Des centaines de milliers de personnes se sont rassemblées pour demander au Salvador d’abandonner l’interdiction honteuse et discriminatoire de l’avortement, qui a contribué à la mort évitable de femmes et de jeunes filles, et mené à la condamnation de dizaines de personnes à des peines pouvant aller jusqu’à 40 ans de prison pour des complications liées à la grossesse, a déclaré Amnesty International.
Mercredi 22 avril, Erika Guevara-Rosas, directrice du programme Amériques d’Amnesty International, remettra une pétition ayant recueilli plus de 300 000 signatures au président Salvador Sánchez Cerén, lui demandant d’abroger l’interdiction concernant l’avortement dans le pays.

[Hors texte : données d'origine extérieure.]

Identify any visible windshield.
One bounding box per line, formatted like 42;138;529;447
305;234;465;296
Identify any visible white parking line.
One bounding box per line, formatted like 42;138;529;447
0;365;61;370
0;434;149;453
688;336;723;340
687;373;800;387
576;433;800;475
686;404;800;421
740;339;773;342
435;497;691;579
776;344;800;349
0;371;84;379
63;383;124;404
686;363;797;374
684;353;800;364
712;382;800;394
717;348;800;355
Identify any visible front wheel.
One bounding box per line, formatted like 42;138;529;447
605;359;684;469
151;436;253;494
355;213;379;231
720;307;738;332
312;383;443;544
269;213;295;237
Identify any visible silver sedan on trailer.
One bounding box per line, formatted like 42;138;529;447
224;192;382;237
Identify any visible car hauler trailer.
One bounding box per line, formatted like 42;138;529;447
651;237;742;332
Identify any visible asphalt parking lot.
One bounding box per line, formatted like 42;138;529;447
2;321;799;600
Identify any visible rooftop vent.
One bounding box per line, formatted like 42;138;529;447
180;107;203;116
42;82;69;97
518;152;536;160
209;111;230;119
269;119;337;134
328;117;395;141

« Depuis près de 20 ans au Salvador, des femmes font les frais de cette loi très sévère et dépassée, et 300 000 voix émanant de la communauté internationale se joignent désormais à leur combat pour faire cesser cette injustice. Il est désormais impossible d’ignorer ce chœur assourdissant de voix faisant état de leur inquiétude. Le président Cerén doit prendre leur appel en considération », a déclaré Erika Guevara-Rosas.

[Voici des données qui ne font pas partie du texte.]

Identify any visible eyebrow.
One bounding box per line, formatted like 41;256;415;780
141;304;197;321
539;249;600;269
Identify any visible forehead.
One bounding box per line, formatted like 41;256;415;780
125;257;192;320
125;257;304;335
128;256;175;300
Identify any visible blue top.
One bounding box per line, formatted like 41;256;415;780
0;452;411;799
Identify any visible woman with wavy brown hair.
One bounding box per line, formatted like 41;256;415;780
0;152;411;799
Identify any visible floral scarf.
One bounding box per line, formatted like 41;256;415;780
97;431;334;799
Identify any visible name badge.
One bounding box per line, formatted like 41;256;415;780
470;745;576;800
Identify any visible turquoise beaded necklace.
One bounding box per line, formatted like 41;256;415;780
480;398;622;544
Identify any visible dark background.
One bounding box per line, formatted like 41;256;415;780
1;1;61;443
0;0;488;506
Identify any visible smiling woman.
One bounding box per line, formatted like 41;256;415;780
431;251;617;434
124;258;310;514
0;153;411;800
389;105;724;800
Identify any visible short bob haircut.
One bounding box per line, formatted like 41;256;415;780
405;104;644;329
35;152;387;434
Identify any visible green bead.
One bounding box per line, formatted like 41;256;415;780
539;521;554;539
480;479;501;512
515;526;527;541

« Cette interdiction cruelle et discriminatoire n’a pas sa place dans le monde moderne, où les femmes et les jeunes filles devraient avoir le contrôle de leurs décisions en matière de reproduction et de santé. Elle signifie que des femmes sont envoyées en prison pour des dizaines d’années parce qu’elles ont connu des complications obstétriques, et que d’autres sont mortes des suites d’avortements dangereux et clandestins. »

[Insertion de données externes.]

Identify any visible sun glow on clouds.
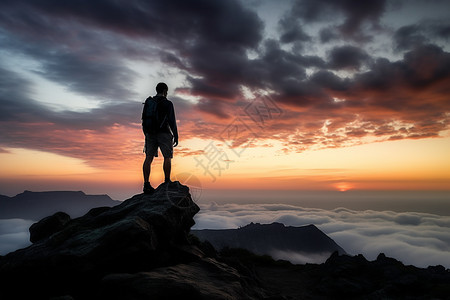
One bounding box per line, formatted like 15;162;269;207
185;136;450;191
2;133;448;198
0;148;97;176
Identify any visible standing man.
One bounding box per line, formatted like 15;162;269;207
142;82;178;194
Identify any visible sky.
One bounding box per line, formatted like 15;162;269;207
0;0;450;199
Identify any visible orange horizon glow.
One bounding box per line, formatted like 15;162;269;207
1;134;449;199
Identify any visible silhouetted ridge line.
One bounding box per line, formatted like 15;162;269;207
192;222;346;258
0;190;119;220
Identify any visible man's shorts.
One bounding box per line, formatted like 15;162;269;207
144;132;173;158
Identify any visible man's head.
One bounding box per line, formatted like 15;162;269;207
156;82;168;96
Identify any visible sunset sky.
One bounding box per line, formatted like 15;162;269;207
0;0;449;199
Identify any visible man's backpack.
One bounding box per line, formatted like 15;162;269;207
142;96;160;134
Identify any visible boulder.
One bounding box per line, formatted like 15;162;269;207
29;211;71;243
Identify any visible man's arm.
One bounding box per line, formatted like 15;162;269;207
141;98;148;134
168;102;178;146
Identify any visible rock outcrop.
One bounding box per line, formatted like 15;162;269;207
0;182;268;300
223;248;450;299
29;211;71;243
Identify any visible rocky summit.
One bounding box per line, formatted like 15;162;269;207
0;182;261;299
1;182;450;300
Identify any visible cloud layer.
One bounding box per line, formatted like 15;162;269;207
193;203;450;268
0;0;449;168
1;203;449;269
0;219;33;255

Des membres et des militants d’Amnesty International du monde entier se joignent à des groupes locaux de défense des droits des femmes pour demander aux autorités salvadoriennes de garantir l’accès à des services d’avortement sûrs et légaux au moins pour les femmes et les jeunes filles dont la grossesse met en danger la vie ou la santé, lorsque la grossesse est le résultat d’un viol ou quand le fœtus présente de graves malformations.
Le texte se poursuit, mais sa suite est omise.